‒Estáis misteriosa. Seguro que esta tarde fuisteis a rebuscar comida.
‒No. La mujer tiene como misión salvar la ciudad, rezando y arrepintiéndose de los pecados cometidos por la comunidad. De esta manera purifica la conducta de los hombres y sana las almas. Su papel es pues un rol privado que se basa en la espiritualidad. ¿Entendéis?
‒Quiero que me paguéis lo que me debéis sino os irá mal.
‒Prometo que cumpliré… ‒respondió Louise totalmente descolocada por el temor de ser arrojada a la calle.
Madame Delfine se retiró a su habitación y ella pudo llegar hasta la cocina.
‒¿Dónde pondré la leche?
Encontró una cuchara alargada de estaño en un cajón y una taza. No quería hacer ruidos porque podían descubrirla. Ella conocía a todos los huéspedes pero no estaba segura de que, llegado el momento, pudieran compartir su secreto.
En el primer piso había dos habitaciones, una era la de la dueña y la otra la ocupaba la señora Eugenie Berny viuda de un juez que tenía como compañía a una doncella llamada Isabeline. No se sabía si era su hija o su sobrina. En la planta baja quedaba un anciano llamado Tirot y un hombre de treinta años que llevaba un sombrero de alas anchas y una peluca blanca.
La señorita Louise pensó en cada uno de ellos y no se le ocurrió con cuál podría entablar una amistad para que alguno pudiera ayudarla a esconder a la niña. Entró a la alcoba donde la criatura dormía. La despertó para darle la leche y la niña le sonrió; sus manecitas tomaron las suyas y nuevamente Louise comenzó a llorar. En esa soledad en la que se hallaba inmersa por circunstancias tristes de la vida, la beba era su salvación. Sentía que ese regalo la acercaba a un Dios que la había desamparado y no podía claudicar. Ella era una mujer sola; hubiera querido volver a su pueblo a desenterrar raíces y buscar sus orígenes, la savia de las vides y el aroma de las naranjas que corría por su sangre pero había decidido, en su momento, ir a la ciudad porque no tenía nada que perder. Era huérfana. Sabía que su herencia había quedado escondida en cada surco, en el néctar de las flores y en las brumas de la tierra roturada. Ellos eran sus progenitores tras el velo de los años que, como alas de pájaros, habitaban las neblinas entre las voces olvidadas, con la bóveda celeste como testigo y cómplice de la memoria.
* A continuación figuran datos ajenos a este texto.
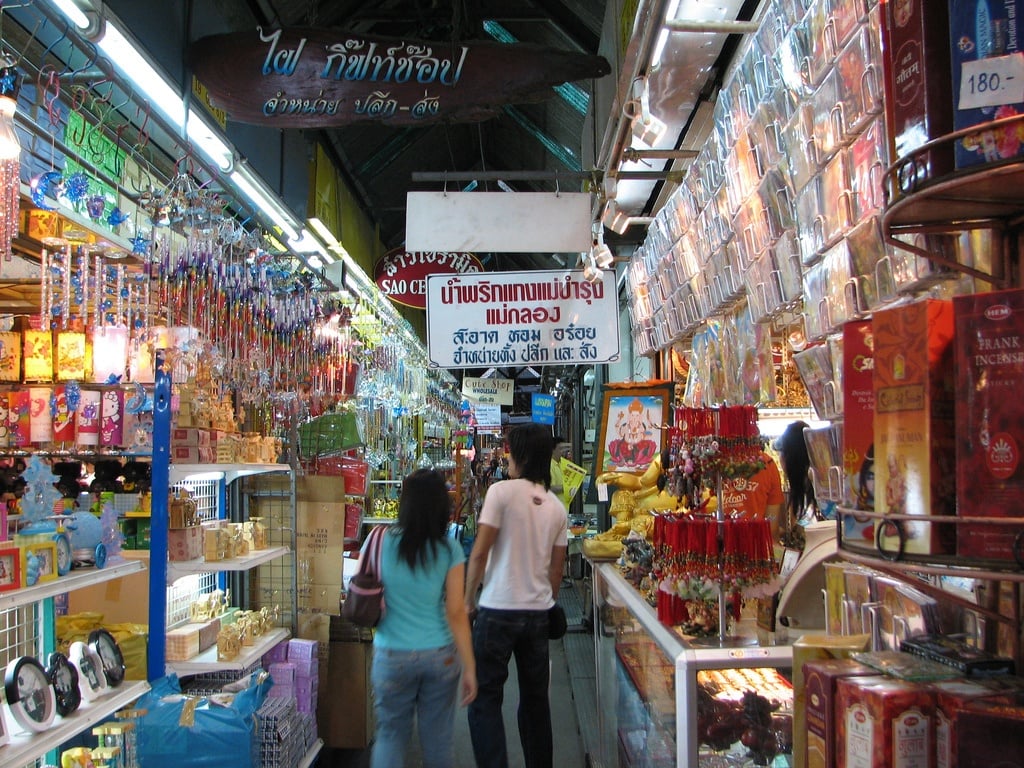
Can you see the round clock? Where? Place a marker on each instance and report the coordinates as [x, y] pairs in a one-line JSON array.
[[30, 695], [91, 680], [107, 648], [64, 678]]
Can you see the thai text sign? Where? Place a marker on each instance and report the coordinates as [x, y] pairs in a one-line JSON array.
[[550, 317], [500, 391], [400, 274], [542, 409], [312, 77]]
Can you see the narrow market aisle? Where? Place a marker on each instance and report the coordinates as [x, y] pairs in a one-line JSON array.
[[571, 670]]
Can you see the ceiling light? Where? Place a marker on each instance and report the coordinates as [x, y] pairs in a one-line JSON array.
[[603, 256]]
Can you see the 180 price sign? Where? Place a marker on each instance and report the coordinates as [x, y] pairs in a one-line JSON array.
[[992, 82]]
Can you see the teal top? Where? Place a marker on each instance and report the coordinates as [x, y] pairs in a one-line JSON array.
[[415, 617]]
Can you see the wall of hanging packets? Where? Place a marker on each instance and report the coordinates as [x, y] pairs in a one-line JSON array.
[[777, 219]]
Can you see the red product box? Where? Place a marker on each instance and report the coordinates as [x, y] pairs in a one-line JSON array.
[[914, 444], [858, 429], [989, 413], [916, 66], [989, 733], [884, 723], [819, 701]]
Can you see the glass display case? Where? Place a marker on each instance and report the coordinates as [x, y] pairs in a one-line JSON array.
[[667, 699]]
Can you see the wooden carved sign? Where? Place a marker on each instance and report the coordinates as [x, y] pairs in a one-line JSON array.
[[305, 77]]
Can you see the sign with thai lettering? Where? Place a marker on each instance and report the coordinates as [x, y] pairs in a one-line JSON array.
[[542, 408], [314, 78], [549, 317], [501, 391], [401, 275]]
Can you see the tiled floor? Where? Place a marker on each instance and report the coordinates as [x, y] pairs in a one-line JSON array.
[[572, 705]]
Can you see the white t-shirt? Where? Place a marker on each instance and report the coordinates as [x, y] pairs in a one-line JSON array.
[[529, 521]]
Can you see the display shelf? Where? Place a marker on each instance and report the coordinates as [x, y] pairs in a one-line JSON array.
[[989, 569], [207, 660], [986, 196], [229, 472], [25, 748], [310, 757], [178, 568], [77, 579]]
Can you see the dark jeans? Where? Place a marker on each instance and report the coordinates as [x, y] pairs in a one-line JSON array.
[[497, 636]]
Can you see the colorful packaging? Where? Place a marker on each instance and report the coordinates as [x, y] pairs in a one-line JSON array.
[[818, 696], [915, 66], [989, 372], [985, 39], [914, 448], [884, 723], [810, 649], [858, 430]]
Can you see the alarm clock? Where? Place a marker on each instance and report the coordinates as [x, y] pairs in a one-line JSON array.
[[64, 678], [107, 648], [30, 694], [91, 680]]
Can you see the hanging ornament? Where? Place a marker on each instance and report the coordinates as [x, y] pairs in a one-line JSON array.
[[76, 187], [44, 185]]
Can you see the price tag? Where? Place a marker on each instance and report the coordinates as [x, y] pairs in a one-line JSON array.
[[992, 82]]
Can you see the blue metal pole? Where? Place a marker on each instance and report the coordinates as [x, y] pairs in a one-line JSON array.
[[159, 520]]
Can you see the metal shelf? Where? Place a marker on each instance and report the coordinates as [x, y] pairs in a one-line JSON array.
[[178, 568], [77, 579], [310, 757], [25, 748], [207, 660], [229, 472]]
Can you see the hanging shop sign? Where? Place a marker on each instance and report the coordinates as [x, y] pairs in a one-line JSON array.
[[548, 317], [503, 222], [542, 409], [500, 391], [312, 78], [401, 275]]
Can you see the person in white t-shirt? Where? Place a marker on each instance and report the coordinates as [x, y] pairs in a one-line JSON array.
[[518, 556]]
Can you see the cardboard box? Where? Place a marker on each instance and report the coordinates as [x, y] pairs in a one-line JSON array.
[[818, 727], [184, 544], [989, 411], [915, 66], [950, 697], [914, 448], [809, 648], [983, 40], [989, 733], [347, 722], [858, 430], [883, 723]]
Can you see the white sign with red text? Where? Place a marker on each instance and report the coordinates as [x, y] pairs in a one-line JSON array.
[[503, 320]]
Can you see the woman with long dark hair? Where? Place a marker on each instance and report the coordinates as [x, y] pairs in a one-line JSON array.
[[423, 642], [796, 466]]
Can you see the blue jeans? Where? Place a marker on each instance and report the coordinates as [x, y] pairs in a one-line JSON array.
[[420, 683], [497, 636]]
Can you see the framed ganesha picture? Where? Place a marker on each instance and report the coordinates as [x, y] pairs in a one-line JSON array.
[[634, 421]]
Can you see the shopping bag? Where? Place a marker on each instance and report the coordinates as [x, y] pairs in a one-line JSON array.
[[364, 603]]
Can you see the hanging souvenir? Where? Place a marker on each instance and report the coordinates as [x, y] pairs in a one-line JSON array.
[[87, 428], [10, 355], [71, 355], [110, 352], [40, 418], [38, 355]]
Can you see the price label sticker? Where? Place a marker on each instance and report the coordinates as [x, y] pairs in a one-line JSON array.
[[992, 82]]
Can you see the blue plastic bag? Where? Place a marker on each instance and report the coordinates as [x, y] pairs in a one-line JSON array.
[[189, 732]]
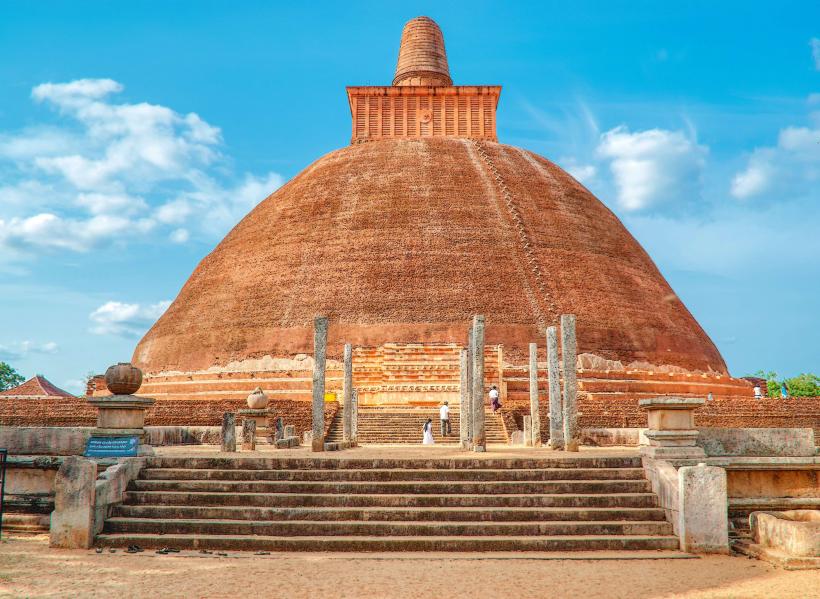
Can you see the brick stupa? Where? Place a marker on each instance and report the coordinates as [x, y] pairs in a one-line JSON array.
[[400, 237]]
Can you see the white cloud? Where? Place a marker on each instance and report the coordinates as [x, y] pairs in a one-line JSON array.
[[584, 173], [22, 349], [653, 167], [125, 320], [180, 236], [110, 167]]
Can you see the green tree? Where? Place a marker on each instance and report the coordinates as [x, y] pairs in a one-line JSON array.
[[9, 377], [802, 385]]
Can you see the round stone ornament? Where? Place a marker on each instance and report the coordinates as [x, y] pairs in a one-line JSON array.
[[123, 378]]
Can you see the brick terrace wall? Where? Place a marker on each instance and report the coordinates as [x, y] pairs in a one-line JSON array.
[[733, 412], [78, 412]]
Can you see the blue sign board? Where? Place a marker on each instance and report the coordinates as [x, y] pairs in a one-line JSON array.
[[111, 447]]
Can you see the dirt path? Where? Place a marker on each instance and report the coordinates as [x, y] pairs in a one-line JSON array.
[[28, 568]]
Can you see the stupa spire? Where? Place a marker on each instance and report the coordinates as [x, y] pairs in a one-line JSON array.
[[422, 57]]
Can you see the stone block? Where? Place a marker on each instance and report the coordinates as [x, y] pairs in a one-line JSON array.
[[249, 434], [757, 442], [72, 521], [22, 440], [796, 532], [229, 432], [703, 511], [528, 431], [287, 443], [671, 413]]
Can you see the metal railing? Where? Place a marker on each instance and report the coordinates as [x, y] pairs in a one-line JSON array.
[[3, 456]]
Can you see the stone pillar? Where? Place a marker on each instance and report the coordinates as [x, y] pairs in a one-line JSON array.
[[470, 384], [249, 434], [228, 432], [671, 427], [568, 355], [354, 417], [479, 440], [464, 405], [703, 513], [347, 393], [556, 406], [72, 521], [534, 404], [319, 353]]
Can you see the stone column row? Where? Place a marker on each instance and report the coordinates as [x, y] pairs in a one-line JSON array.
[[320, 325], [563, 411], [479, 441]]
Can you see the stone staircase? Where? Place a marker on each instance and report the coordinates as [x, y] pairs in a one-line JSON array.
[[390, 504], [383, 425]]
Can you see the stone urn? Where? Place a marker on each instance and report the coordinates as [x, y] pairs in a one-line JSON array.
[[123, 378], [257, 400]]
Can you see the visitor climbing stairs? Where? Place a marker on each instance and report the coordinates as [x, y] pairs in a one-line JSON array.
[[390, 504], [391, 425]]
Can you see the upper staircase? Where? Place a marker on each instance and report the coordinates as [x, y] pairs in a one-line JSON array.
[[390, 504], [397, 424]]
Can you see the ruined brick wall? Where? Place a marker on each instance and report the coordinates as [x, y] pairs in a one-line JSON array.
[[394, 262], [78, 412], [734, 412]]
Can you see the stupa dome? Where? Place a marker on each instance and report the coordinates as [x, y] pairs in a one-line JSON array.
[[412, 229]]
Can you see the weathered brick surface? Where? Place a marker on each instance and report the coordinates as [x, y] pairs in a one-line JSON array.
[[731, 412], [409, 263], [77, 411]]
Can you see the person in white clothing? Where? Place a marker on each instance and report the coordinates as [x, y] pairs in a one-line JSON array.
[[444, 416], [494, 399], [428, 432]]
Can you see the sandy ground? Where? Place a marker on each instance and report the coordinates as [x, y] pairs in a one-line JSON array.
[[28, 568]]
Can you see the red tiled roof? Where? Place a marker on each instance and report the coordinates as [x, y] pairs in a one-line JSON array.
[[37, 386]]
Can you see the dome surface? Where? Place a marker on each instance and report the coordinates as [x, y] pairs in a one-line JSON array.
[[403, 241]]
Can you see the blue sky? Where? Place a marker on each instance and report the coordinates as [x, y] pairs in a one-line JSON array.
[[133, 136]]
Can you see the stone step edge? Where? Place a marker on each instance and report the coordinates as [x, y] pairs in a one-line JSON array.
[[381, 523], [515, 543]]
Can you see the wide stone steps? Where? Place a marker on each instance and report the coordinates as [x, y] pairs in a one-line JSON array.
[[392, 500], [186, 526], [392, 543], [387, 474], [392, 504]]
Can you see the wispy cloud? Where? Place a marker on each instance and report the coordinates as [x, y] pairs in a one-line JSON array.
[[126, 320], [115, 172]]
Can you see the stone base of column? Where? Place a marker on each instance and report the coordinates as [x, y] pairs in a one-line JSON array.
[[674, 444], [123, 416], [263, 431]]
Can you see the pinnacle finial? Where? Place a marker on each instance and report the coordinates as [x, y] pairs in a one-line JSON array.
[[422, 57]]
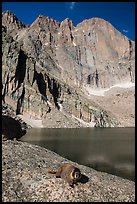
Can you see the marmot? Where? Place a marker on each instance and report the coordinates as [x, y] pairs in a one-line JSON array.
[[69, 173]]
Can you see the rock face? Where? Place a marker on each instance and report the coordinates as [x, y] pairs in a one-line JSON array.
[[11, 128], [50, 65]]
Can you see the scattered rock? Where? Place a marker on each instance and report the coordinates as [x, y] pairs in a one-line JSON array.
[[25, 178]]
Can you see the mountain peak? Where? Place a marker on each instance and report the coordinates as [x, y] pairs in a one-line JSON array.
[[11, 21]]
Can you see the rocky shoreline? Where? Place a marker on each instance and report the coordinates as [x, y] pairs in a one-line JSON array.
[[25, 178]]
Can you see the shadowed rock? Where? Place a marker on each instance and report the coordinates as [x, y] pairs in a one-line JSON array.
[[11, 128]]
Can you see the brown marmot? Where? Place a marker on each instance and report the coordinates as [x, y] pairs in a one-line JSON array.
[[69, 173]]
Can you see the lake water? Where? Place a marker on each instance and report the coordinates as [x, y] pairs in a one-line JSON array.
[[109, 150]]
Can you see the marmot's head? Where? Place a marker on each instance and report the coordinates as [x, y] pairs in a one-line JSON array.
[[76, 174]]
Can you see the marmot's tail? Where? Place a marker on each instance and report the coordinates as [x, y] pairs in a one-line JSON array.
[[51, 171]]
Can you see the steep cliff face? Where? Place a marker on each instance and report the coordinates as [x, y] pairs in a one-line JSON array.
[[50, 64]]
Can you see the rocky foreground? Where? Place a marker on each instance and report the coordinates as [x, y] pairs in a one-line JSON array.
[[25, 178]]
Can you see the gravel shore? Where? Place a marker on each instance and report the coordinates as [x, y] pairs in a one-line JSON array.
[[25, 178]]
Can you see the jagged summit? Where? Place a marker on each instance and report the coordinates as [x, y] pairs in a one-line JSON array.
[[62, 65], [9, 17]]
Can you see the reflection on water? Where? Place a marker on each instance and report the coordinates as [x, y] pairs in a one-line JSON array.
[[110, 150]]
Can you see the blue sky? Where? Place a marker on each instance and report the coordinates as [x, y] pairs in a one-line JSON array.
[[120, 14]]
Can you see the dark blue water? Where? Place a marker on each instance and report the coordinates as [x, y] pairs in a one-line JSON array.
[[109, 150]]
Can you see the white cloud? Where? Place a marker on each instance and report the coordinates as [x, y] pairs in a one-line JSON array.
[[71, 5], [125, 31]]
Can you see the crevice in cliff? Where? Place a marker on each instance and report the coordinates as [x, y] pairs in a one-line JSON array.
[[54, 89], [19, 109], [20, 69]]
“La honradez no sirve de nada”, pensó.
Escuchó unos pasos y se asomó a la galería. Era Isabeline que pasaba para el baño con una toalla en las manos.
‒Oye, ven ‒la llamó.
‒¿Qué os pasa?
‒Entra que quiero mostraros algo.
‒Es que se hace tarde y van a servir la cena; además Eugenie me reta si os desobedezco o no cumplo los horarios.
‒Es un minuto, por favor.
Louise pensó que Isabeline por ser joven podría ayudarla con la niña. Carecía de prejuicios.
‒Mira.
‒¡Un bebé! ¿Dónde lo habéis encontrado? ¿Lo adoptaste?
‒En el monasterio reparten para los humildes pero yo te puedo regalar algunas cosas de cuando era niña que tengo guardadas. ¡Oh qué ojos hermosos!
‒Es muy bella, gracias.
‒Bueno… luego cuando todos se retiren a descansar os traeré lo que tengo. No es mucho pero os puede ayudar para empezar.